Due to regular revisions, arising from changes in the training environment and the requirements of the PMETB, the JRCPTB are currently running various curricula for trainees in each specialty. All relevant curricula are listed at the bottom of this page under Documents. Use the filter option on the right-hand side, together with the guidance notes below, to help you select the correct document. In summary:
• If you are a run-through (Specialty Registrar [StR]) trainee, you will follow the curricula tagged as ST3+
• If you are an ‘old style’ SpR, you are following the curricula tagged as SpR
• If you enrolled prior to 01/01/03, you will be following the original curricula which are no longer available for download, see note below
Competence Based Curricula – StRs
PMETB has received the assessment system (blueprint and RITA/ARCP grid) for Palliative Medcine and this has been approved.
The assessment blueprints show the possible methods that can be used to assess each of the competences in the curriculum. Trainees and trainers should refer to the blueprints for guidance on the appropriate assessment methods for each aspect of the curriculum, and so plan the training programme according to the criteria set by the RITA Decision Aid. It is not expected that all competences will be assessed by all methods, rather that there will be a sampling of competences within a variety of settings, both within formal and workplace-based assessment, from which overall competence acquisition has to be determined.
Acute care common stem (Medicine) trainees will also follow the ACCS training manual.
Competence Based Curricula – SpR (for trainees enrolling after 1 Jan 2003)
The JCHMT introduced revised curricula for all the medical specialties together with a generic curriculum that applied to all trainees back in 2003. These are competence-based and set out the knowledge, skills and attitudes to be acquired by trainees before they may be awarded a CCT.
Curricula (for trainees enrolling before 1 Jan 2003)

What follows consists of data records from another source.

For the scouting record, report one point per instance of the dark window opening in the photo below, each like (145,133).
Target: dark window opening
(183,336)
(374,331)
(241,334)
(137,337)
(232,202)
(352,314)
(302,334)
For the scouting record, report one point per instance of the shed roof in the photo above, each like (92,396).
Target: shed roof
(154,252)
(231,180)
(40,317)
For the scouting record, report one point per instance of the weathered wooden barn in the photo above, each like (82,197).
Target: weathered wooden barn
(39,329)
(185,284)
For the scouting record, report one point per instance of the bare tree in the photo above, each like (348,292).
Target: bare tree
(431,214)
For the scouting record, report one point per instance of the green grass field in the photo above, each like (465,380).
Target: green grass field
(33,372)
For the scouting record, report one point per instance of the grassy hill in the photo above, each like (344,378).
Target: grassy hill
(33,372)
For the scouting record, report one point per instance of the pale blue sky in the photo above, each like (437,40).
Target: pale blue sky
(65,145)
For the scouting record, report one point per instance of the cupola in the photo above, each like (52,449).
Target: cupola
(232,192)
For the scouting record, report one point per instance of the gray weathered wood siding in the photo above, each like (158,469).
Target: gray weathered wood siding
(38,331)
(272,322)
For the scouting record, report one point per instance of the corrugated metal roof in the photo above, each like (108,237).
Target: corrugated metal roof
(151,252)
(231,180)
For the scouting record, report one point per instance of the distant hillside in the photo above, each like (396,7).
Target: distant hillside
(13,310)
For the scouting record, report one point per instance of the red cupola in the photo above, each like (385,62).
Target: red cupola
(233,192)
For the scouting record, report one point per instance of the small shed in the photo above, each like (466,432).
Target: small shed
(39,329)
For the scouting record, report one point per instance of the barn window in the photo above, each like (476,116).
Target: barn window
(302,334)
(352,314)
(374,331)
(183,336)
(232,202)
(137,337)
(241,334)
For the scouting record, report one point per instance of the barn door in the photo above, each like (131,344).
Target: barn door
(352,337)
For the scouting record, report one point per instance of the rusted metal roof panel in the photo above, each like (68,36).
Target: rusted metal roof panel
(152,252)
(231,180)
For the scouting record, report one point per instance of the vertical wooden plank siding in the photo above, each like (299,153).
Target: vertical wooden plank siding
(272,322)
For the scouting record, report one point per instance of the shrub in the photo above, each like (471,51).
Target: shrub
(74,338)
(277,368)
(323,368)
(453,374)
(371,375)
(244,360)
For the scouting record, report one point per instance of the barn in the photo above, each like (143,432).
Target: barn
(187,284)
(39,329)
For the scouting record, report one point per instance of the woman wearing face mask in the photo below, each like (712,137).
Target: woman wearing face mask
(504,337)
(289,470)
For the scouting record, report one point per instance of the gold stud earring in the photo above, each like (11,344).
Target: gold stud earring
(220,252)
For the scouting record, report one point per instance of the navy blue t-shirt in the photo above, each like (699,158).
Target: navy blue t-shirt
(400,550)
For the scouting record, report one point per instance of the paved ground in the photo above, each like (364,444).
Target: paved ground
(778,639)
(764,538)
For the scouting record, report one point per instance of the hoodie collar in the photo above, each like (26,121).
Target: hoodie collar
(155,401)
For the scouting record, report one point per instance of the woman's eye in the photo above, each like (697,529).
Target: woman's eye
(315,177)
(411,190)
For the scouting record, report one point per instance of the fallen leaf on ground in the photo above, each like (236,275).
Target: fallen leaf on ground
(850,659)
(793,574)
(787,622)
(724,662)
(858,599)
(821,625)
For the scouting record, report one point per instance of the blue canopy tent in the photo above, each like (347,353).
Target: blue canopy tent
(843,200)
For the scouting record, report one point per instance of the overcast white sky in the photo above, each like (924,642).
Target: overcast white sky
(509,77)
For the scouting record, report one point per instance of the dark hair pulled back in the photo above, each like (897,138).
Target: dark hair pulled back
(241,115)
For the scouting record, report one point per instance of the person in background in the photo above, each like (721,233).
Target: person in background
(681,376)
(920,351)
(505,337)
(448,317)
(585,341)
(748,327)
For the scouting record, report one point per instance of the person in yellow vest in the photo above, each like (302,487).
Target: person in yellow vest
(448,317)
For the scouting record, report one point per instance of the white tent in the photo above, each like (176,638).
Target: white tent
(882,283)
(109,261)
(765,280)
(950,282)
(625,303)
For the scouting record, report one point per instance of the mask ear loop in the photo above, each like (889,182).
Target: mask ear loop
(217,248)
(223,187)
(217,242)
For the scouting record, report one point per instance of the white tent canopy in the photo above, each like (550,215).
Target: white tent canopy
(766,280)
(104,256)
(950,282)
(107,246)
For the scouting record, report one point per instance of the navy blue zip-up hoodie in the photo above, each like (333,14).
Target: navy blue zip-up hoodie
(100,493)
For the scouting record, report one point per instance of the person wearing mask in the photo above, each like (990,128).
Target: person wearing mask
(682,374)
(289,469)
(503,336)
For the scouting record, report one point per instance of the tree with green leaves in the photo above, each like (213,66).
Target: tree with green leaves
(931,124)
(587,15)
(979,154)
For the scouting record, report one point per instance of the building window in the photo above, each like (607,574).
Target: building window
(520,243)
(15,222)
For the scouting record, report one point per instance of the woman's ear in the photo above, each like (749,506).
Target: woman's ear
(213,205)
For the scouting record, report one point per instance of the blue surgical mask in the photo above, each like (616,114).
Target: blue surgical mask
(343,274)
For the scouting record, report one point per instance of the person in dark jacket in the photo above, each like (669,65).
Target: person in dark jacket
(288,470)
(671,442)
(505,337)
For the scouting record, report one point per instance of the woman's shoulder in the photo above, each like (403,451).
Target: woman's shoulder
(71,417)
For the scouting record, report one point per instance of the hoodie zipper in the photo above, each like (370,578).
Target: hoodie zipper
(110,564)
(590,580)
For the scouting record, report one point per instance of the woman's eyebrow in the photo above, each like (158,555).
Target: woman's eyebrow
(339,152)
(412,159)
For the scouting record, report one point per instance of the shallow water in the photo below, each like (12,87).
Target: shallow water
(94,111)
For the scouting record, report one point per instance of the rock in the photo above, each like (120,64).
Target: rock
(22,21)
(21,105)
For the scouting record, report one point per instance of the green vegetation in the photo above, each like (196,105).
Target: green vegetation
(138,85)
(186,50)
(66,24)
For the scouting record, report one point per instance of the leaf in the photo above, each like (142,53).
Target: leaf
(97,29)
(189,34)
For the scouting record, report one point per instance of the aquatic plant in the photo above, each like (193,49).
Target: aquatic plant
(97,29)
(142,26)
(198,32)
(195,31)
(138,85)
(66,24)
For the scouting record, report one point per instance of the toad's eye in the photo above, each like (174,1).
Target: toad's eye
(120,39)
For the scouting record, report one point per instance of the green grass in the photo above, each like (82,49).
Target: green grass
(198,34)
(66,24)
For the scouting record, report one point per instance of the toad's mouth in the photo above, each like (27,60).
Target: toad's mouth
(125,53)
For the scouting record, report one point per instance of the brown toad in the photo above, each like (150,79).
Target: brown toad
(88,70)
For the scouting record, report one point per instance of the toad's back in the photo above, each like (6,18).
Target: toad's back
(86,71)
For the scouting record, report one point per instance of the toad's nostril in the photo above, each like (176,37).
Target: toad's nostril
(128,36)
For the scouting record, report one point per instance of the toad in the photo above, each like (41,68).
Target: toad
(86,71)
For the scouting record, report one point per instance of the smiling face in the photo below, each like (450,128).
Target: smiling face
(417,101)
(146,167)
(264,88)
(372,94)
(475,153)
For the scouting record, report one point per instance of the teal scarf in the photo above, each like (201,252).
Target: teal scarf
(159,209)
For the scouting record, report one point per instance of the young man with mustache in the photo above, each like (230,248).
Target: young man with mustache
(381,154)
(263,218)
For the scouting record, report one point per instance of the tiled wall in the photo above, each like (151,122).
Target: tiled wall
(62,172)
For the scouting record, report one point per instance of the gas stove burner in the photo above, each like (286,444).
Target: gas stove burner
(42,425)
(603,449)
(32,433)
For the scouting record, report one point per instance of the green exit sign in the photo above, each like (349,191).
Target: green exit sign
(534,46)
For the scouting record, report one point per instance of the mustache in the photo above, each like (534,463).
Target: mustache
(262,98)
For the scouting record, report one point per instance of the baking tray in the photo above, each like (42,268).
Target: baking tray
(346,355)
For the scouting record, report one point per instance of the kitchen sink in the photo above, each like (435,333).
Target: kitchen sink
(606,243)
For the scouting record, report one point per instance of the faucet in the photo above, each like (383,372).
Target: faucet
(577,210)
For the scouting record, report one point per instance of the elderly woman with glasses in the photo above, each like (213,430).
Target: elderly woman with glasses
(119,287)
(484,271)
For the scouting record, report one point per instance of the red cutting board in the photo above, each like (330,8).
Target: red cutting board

The curricula for trainees enrolling pre 01/01/03 are no longer available on the website but can be obtained by request to kate.forrester@jrcptb.org.uk
Assessment methods for SpRs in Palliative Medicine
An outline of methods of assessment and their use in higher specialist training for physicians can be found in the performance assessment section of the website. This information is designed to supplement that for trainees in palliative medicine.
360 Assessment (multi-source feedback)
This should be used to assess team-working skills. Assessments should be completed in year 1 and year 3 (or equivalent for flexible trainees) as a minimum. If there is any suggestion that this is an area where the trainee needs further to develop skills in order to achieve the required level of competence, it should be repeated more frequently to monitor progress against the standards defined in the curriculum and competency framework. The JCHMT has developed and validated the tool available on this website. Some deaneries may prefer to use the system devised for foundation training and this would be equally acceptable.
DOPS
Direct observation of practical skills can be used to assess any of the practical procedures listed in the curriculum. The SAC however has stipulated that, as a minimum, trainees must be assessed on the setting up of a subcutaneous infusion via a syringe driver and abdominal paracentesis, during the course of their training. These can be done using the generic form available on this website, using local guidelines for the procedures. A sharing of local guidelines will be facilitated via a link to the Association for Palliative Medicine website. It is expected that sufficient assessments will be undertaken to ensure competence in at least these two skills before the end of training.
Record of Reflective Practice (RRP)
The palliative medicine SAC, in conjunction with the University of Wales, has developed a tool to encourage reflective practice across various aspects of the curriculum. This does not form a summative assessment like the other methods as it has not been validated as such. However, it does provide opportunities to reflect on practice in a structured way and to receive feedback on this through appraisal. Engagement in the process and satisfactory feedback will inform the RITA and creates an opportunity to provide evidence of thoughtful learning across both clinical and non-clinical aspects of the curriculum. The documentation with full instructions can be found on this site. Feedback to the SAC is welcomed, as this is a new development and will be modified with further experience of its use.
Record of Reflective Practice forms
Mini-CEX
The mini-CEX may be used from now onwards, while other assessment methods come into routine use.